Sonographic examinations, also known as ultrasound, allow painless imaging of the internal organs, vessels and blood flows with few side effects. In neurology, ultrasound is most often used to visualise the vessels of the neck and brain - calcifications, constrictions and malformations can thus be detected. The technique is used in cases of suspected stroke to identify possible causes, but also in stroke prevention and aftercare in certain patient groups.
In addition to vascular ultrasound, nerve ultrasound is another possible application. Nerve ultrasound can help to detect damage to nerves in constriction syndromes. Nerve ultrasound is not currently offered in our practice.
Basic psychosomatic care
In addition to biological causes, psychological and social factors also contribute to the experience of illness. Basic psychosomatic care should help to recognise these factors in time and adapt the treatment accordingly.
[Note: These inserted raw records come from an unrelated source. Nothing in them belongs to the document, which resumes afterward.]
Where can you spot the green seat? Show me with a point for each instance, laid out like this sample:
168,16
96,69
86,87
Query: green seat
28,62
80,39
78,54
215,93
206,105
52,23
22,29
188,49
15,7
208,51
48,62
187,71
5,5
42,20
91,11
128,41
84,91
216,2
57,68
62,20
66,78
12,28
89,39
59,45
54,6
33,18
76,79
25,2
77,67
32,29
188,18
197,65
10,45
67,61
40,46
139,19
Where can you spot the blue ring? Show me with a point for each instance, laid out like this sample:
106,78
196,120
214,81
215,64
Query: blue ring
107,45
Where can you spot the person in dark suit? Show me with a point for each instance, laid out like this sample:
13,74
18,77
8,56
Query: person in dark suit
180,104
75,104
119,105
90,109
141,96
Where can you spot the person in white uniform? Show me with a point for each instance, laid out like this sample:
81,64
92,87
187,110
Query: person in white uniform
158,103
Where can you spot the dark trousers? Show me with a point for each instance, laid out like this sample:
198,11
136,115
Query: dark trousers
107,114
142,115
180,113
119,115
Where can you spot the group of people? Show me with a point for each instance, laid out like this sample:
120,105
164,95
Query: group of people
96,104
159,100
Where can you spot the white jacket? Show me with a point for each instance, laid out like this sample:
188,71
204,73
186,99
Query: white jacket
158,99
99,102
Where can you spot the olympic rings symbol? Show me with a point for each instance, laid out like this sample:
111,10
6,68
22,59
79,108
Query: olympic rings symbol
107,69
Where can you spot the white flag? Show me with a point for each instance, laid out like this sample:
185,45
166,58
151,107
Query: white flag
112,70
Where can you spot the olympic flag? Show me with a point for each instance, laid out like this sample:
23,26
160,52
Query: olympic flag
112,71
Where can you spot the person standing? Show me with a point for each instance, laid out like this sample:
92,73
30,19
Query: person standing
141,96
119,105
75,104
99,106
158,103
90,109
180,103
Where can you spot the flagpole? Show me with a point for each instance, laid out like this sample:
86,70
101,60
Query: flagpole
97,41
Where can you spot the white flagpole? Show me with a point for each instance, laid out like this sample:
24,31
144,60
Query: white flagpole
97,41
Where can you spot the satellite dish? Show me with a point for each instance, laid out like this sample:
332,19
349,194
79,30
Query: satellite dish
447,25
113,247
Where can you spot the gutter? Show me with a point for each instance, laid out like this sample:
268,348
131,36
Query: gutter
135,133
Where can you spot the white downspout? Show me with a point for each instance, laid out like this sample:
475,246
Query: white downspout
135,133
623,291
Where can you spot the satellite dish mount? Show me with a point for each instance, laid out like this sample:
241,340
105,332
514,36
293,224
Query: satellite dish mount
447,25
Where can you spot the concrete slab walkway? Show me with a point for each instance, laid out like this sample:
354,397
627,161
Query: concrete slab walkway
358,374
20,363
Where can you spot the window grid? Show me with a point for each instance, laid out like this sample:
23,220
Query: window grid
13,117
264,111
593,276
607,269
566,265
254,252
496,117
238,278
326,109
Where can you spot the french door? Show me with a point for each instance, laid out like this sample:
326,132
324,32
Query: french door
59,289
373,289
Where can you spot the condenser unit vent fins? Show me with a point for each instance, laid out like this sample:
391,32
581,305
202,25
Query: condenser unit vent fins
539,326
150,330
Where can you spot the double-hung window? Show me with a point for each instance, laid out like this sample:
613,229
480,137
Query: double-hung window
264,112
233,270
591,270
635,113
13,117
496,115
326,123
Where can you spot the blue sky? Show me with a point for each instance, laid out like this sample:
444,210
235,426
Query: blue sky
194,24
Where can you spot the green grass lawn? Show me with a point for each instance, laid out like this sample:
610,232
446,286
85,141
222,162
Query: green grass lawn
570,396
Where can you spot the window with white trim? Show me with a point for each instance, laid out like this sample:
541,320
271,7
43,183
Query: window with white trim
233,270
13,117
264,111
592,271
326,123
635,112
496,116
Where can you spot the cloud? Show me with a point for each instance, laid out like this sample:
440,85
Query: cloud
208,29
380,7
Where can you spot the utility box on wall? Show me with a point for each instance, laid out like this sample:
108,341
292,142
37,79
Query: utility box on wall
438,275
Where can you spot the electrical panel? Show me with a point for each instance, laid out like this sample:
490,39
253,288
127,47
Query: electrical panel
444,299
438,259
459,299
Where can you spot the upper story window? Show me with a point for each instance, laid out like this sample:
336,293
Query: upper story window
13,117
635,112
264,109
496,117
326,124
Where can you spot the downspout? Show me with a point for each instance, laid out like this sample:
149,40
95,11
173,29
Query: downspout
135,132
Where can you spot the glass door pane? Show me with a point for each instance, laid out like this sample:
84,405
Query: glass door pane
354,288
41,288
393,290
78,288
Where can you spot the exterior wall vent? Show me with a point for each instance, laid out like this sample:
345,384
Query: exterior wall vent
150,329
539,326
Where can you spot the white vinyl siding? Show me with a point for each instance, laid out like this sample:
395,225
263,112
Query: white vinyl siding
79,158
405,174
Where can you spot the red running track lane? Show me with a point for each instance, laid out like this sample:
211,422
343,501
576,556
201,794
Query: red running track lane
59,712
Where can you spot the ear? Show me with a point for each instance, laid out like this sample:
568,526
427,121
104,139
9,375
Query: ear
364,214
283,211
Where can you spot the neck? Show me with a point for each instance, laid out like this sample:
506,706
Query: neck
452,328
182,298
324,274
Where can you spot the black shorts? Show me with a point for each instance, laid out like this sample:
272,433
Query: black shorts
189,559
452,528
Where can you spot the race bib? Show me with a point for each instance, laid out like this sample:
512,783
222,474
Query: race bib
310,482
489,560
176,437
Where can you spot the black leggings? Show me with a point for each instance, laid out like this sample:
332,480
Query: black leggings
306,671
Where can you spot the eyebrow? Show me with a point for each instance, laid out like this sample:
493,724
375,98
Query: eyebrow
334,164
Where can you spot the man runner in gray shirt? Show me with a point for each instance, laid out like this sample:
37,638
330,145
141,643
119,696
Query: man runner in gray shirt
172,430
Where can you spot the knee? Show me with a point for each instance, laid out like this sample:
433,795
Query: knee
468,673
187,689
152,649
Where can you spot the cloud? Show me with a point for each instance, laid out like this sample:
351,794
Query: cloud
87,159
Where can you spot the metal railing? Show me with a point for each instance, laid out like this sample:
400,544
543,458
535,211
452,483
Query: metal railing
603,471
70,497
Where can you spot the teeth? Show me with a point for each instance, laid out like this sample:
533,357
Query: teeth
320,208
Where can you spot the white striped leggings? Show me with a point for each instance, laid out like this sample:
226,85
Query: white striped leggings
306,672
Every illness can be understood as an interplay between the biological cause and psychological and social factors. The aim of basic psychosomatic care is to recognise these complex processes during the doctor-patient contact. In further treatment, the psychosocial factors can then be better taken into account and treated, e.g. by using certain conversation techniques. In the case of more pronounced complaints that go beyond basic care, further treatment is carried out in an interdisciplinary manner with the cooperation of psychotherapeutically active colleagues.
Under certain circumstances, such as rare diagnoses or cases that are difficult to treat, it may be necessary to seek outpatient or inpatient co-treatment in a specialized consultation or clinic. Here we can draw on an existing personal network of colleagues. After consulting with a specialist, the subsequent treatment can be continued in our practice.